After building a Java program using a bytecode compiler against Kaffe's classes, all that ends up from Kaffe's clas libraries in compiler's output are expressions that are, in general, not copyrightable. Scenes a faire, and all that. The GPL can not propagate accross something that's not copyrightable. If you have a proof to the contrary, please give me file and line in the Eclipse package, and file and line in the Kaffe package, and we'll see. Serious requests only, please. I have my hands full with this nonsense already.

Note that the license of Sun's JDK has explicit provisions that allow compiling Eclipse against its class libraries. Reminder: According to copyright law, it's not a matter of standard "interfaces" or not, it's a matter of "grant by license".

Actually, it is very much matter of standard interfaces, as a third party implementation like Kaffe or SableVM can not claim copyright on them. They are not their original inventions. Scenes a faire come to mind, but so do the abstraction, filtration etc. SableVM can't claim the GPL on ";" any more than SCO can claim that they own Linux through errno.h.

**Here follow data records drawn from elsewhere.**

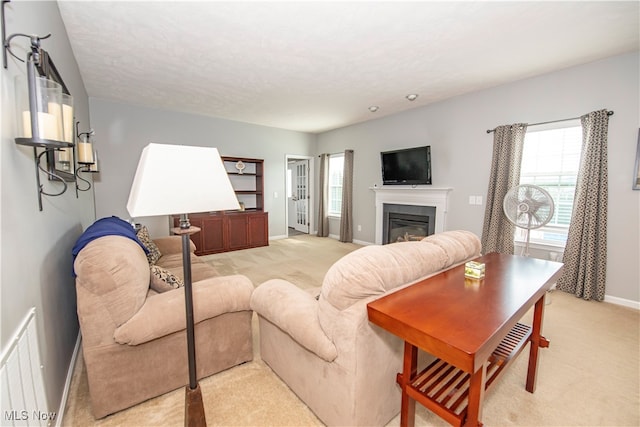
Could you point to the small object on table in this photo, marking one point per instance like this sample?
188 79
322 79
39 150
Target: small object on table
474 270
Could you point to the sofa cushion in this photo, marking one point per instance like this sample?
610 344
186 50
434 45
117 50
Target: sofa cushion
153 254
375 269
113 272
163 280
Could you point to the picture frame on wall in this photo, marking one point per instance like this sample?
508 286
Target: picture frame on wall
636 169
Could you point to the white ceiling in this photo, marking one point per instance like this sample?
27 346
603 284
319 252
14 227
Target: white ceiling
316 66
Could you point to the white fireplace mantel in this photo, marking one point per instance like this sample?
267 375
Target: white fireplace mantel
417 196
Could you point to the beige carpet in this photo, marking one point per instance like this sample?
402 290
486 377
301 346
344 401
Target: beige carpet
589 376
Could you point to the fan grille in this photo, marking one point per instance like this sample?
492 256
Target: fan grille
528 206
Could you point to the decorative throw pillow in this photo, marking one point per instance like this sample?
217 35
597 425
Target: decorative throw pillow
162 280
153 252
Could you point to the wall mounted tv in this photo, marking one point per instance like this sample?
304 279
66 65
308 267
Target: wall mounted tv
410 166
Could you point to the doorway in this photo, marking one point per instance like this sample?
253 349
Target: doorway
299 197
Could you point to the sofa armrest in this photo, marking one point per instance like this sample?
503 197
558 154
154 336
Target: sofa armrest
172 245
164 313
295 312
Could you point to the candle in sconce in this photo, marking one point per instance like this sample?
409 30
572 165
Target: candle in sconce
85 151
68 133
55 109
47 125
94 167
64 155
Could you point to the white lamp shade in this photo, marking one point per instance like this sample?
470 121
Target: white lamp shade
180 179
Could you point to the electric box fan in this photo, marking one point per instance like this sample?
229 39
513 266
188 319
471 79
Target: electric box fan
529 207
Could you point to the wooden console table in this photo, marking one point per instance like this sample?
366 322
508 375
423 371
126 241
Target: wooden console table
471 327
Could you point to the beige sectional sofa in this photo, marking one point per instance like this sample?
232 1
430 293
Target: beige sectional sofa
341 366
133 338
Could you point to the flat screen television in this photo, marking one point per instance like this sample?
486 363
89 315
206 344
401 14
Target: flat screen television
410 166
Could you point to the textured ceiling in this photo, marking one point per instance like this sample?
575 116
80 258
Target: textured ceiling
316 66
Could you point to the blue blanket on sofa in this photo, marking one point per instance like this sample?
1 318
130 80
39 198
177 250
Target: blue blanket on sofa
106 227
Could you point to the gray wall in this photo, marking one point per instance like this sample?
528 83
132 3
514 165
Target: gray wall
36 246
461 149
122 131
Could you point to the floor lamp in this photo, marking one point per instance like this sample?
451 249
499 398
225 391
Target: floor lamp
179 179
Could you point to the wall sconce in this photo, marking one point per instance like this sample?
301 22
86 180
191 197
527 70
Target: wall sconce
44 113
87 158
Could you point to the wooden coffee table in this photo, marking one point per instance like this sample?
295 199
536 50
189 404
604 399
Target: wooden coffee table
471 327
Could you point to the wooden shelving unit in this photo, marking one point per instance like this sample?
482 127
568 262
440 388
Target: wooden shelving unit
444 389
233 230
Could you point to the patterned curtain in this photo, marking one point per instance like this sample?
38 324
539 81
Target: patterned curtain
497 231
323 204
346 213
585 254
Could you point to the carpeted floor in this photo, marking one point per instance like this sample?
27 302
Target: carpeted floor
589 376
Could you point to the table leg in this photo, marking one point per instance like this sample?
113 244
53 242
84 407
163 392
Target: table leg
476 395
537 341
409 370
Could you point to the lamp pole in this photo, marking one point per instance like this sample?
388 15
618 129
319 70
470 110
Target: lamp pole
194 408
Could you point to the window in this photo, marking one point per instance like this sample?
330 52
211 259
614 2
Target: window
336 167
551 159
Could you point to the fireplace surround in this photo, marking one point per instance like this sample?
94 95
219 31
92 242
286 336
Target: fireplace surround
436 198
407 222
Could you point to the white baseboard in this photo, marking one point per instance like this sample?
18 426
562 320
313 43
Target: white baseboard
622 301
281 236
363 243
67 383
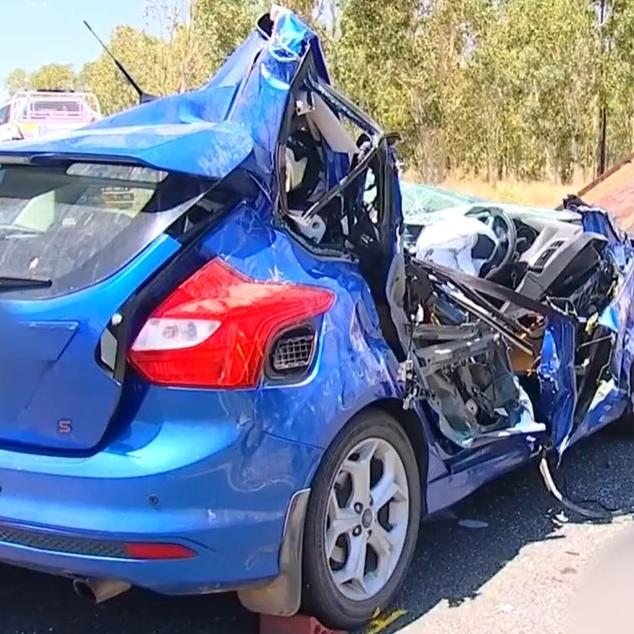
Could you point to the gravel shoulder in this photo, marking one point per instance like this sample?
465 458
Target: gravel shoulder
521 573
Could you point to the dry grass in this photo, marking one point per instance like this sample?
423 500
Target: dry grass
538 194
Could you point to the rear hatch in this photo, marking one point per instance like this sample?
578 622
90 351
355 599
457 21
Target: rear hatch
76 241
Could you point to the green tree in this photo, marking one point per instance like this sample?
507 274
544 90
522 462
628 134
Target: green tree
53 76
18 79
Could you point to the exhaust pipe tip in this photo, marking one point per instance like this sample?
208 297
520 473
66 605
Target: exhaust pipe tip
97 591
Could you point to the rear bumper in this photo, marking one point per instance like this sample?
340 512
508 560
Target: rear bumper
217 487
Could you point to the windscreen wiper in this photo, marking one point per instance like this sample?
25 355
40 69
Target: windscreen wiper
16 283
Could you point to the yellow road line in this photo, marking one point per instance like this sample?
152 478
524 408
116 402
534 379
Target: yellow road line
381 622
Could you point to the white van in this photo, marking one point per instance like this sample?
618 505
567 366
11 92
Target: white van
36 113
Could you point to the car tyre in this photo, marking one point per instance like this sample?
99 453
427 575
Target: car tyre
362 522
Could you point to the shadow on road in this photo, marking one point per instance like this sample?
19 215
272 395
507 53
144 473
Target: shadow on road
451 564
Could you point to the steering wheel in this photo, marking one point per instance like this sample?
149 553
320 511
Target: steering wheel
506 232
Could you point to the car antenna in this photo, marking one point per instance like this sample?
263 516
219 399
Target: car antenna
143 96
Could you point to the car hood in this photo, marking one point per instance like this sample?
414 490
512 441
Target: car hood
232 121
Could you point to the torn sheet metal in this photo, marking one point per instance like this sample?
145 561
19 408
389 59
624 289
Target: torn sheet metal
232 121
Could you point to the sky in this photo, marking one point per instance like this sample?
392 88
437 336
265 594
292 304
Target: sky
36 32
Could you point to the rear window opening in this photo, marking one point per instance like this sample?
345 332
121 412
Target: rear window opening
77 224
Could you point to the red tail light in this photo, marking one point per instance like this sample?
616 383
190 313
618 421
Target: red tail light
216 328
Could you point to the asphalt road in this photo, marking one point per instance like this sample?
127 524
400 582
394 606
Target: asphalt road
518 574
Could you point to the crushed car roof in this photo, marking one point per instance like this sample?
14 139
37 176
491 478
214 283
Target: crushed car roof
209 132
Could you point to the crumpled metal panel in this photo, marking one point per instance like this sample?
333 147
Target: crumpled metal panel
234 119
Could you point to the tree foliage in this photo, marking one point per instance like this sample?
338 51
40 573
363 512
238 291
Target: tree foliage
488 87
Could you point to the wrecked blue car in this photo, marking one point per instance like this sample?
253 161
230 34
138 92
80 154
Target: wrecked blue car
230 364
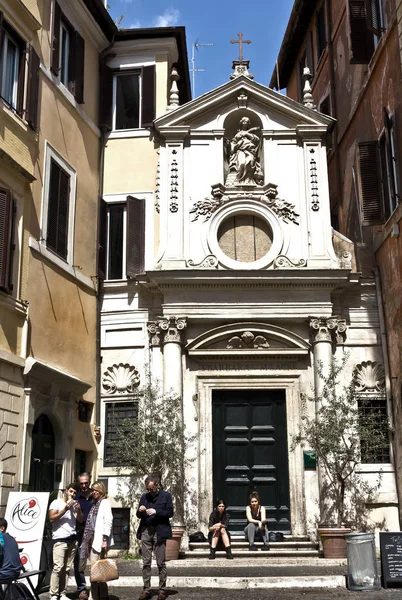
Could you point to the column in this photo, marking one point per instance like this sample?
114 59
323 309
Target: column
172 330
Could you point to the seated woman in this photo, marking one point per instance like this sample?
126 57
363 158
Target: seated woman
256 522
218 529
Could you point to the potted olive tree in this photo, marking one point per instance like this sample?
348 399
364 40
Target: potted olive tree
155 442
341 432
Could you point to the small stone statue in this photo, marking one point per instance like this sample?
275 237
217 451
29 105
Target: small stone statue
244 166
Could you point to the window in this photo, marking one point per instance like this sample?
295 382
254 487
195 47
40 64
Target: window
128 98
7 212
374 410
58 205
122 239
115 414
379 176
366 26
68 55
321 32
121 528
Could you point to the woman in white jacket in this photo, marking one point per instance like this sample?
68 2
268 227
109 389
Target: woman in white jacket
97 536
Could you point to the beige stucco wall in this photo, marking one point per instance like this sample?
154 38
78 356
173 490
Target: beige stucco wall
130 165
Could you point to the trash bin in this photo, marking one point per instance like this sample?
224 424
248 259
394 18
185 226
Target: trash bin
362 562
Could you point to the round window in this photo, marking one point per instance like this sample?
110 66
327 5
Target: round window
245 237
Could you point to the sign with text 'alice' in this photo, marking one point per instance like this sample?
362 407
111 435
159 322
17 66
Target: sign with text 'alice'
26 515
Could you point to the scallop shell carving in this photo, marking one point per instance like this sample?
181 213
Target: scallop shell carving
120 379
370 376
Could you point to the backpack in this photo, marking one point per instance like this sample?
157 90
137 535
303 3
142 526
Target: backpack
198 536
17 591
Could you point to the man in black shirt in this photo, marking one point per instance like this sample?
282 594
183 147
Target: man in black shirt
155 509
10 566
85 499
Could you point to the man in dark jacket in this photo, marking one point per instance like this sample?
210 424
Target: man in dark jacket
10 566
155 509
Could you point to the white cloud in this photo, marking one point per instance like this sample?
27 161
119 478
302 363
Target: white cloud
167 19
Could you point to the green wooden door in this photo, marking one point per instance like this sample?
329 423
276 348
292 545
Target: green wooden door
250 452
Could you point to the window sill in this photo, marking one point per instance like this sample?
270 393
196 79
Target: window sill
129 133
12 304
52 258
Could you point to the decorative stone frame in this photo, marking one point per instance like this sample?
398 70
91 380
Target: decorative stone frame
246 206
289 382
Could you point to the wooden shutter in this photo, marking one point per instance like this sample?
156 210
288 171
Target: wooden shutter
58 209
22 48
6 215
56 40
373 16
33 89
370 183
105 96
361 40
135 236
102 239
148 96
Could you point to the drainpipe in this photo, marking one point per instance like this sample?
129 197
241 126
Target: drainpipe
384 344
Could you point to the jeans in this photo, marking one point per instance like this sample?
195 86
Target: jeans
63 556
149 543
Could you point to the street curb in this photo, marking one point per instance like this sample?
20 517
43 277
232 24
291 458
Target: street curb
234 583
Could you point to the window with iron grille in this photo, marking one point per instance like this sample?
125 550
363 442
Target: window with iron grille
121 528
374 409
58 205
115 415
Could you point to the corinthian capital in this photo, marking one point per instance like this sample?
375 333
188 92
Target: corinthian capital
331 330
172 329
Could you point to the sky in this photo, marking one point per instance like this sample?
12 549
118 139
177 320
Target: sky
215 22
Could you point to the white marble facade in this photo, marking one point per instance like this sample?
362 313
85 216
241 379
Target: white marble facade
202 319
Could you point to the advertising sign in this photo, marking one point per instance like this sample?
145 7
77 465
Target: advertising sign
26 515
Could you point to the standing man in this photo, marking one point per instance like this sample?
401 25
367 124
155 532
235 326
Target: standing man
84 498
63 515
155 509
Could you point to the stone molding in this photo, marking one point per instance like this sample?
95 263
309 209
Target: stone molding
370 377
167 329
332 329
120 379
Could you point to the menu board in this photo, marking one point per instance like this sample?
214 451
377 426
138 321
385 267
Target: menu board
391 557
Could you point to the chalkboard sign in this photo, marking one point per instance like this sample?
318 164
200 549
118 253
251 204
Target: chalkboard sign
391 557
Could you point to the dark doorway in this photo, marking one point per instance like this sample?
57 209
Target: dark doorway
41 477
250 452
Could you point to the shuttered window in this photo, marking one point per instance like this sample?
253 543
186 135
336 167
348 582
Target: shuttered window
6 239
68 54
128 98
365 29
124 224
370 183
58 210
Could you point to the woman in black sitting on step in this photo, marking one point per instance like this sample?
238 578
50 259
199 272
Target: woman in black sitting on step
256 522
218 529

Otherwise, under your fascinating view of copyright law without care for copyrightability of an expression, SableVM, as it contains parts of the VM specification copied verbatim in itself, like VirtualMachine, java, lang, String, etc. is therefore a derived work of Sun's VM specification, and therefore must go to non-free, as the VM specification license is non-free.

See http://java.sun.com/docs/books/vmspec/2nd-edition/html/Copyright.doc.html
for details.

One final point. One CANNOT claim that in the case of any Free JVM using GNU Classpath, currently found in the Debian system, that a virtual machine "merely" executes its class library.

Of course one can. as that's precisely what an interpreter does. It processes data. Just like Bash, Make, and so on, Kaffe processes data. A part of the procesed data is its input, another part of that data are its class libraries. The GPL of Kaffe puts no restrictions on the data it processes. Same for Bash. Same for Make. Read the fine GPL.

> Actually, in many
of GNU Classpath's core classes, you will find "native" methods which are implemented as C functions within the virtual machine itself.

Irrelevant as these native methods are a part of the interpreter. An interpreter can not impose the GPL on its input no matter whether its well-modularized like Kaffe, or whether its like other vms. Says the FSF in their FAQ.

Please do yourself a service and read the whole thread, as all of your arguments have been already debunked here several times.